Un monde bien étrange que celui-là ou – tout au moins – un monde qui m’est bien étranger ! Vieux ronchon ? Non je ne pense pas. Il arrive aussi des gens bien intéressants de la ville. Je ne fais pas de racisme primaire ! Il y a d’ailleurs des gens qui vivent comme des cons à la campagne sans avoir jamais mis les pieds en milieu urbain. Disons que je me questionne de plus en plus souvent quand j’ouvre les yeux sur mon environnement proche. L’évolution de plus en plus rapide du paysage me questionne… La zone artisanale vers chez nous est en croissance constante alors qu’une partie non négligeable des locaux se vide peu à peu à mesure des faillites. Certains maires pleurent pour avoir des sorties d’autoroutes, voire même pour héberger n’importe quelle structure polluante pourvu qu’elle génère de nouveaux emplois. Dans la majorité des communes il n’y a pas de plan de développement en vue à long terme.

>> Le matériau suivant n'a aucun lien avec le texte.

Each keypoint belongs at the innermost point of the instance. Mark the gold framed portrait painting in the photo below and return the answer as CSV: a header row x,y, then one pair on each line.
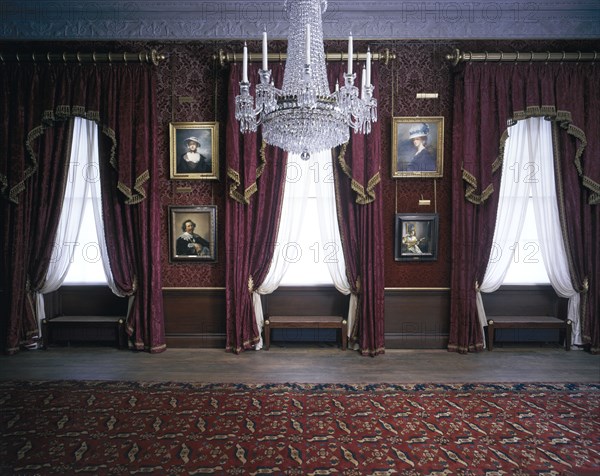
x,y
193,233
416,237
417,147
194,150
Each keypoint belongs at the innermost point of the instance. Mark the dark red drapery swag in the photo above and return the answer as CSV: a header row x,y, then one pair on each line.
x,y
487,98
36,102
255,180
360,218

L’important, c’est le nouveau supermarché, le parc d’attractions, et pourquoi pas un stockage de déchets industriels longue durée ! C’est que, mon brave, avec le nucléaire, faut voir les retombées monétaires et pas que les radioactives !

 

Notes culturelles : (*) Un concept nouveau pour la survie : une douzaine d’heures de travail par semaine, seulement pendant la belle saison, rémunération garantie style munition de lance-pierre. Ce ne sont pas ces emplois qui vont sortir de la mouise les 19% de pauvres que l’on trouve dans les communes isolées. Heureusement, il paraît que la pauvreté est moins visible à la campagne qu’à la ville…
Au cas où certains verraient dans cet article une allusion au Center Parc qui doit se construire quelque part en Isère,  je les rassure… C’est un hasard. Je précise aussi que je ne veux personnellement aucun mal à aucun gérant de salle de musculation. Je préfère sortir couvert.

 

3 Comments so far...

Clopin Says:

5 juin 2015 at 16:56.

C’est bien sûr la même histoire dans nos contrées… Je me permets de faire suivre judicieusement ce lien à mes petits camarades de lutte !

A bientôt.

Patrick MIGNARD Says:

6 juin 2015 at 10:59.

Excellent article !… Je diffuse ! ! ! !

la Mère Castor Says:

8 juin 2015 at 12:34.

si juste et si terrifiant et si représentatif d’une bonne partie du pays, ça fait froid dans le dos. A Sauve les natifs se construisent des maisons avec piscine, barbecue etc. pas besoin de dessin de l’autre côté de la route et du fleuve (ce qui leur pose, les pauvres, des problèmes de circulation, on construit à tout va et puis on se rend compte qu’on n’avait pas réfléchi à tout ça, mince !) et le vieux village, de plus en plus habité par des nouveaux venus (amis artistes, plasticiens et bobos en tout genre, le village est à vous) et dont la mairie est en train de faire un truc « joli » (rénovation des circuits eau, électricité, téléphone et des sols) qui coûte un bras mais où les jeunes ne veulent plus vivre. On appelle ça un village de caractère. Heureusement le village résiste à sa façon, moi je l’appelle village de mauvais caractère.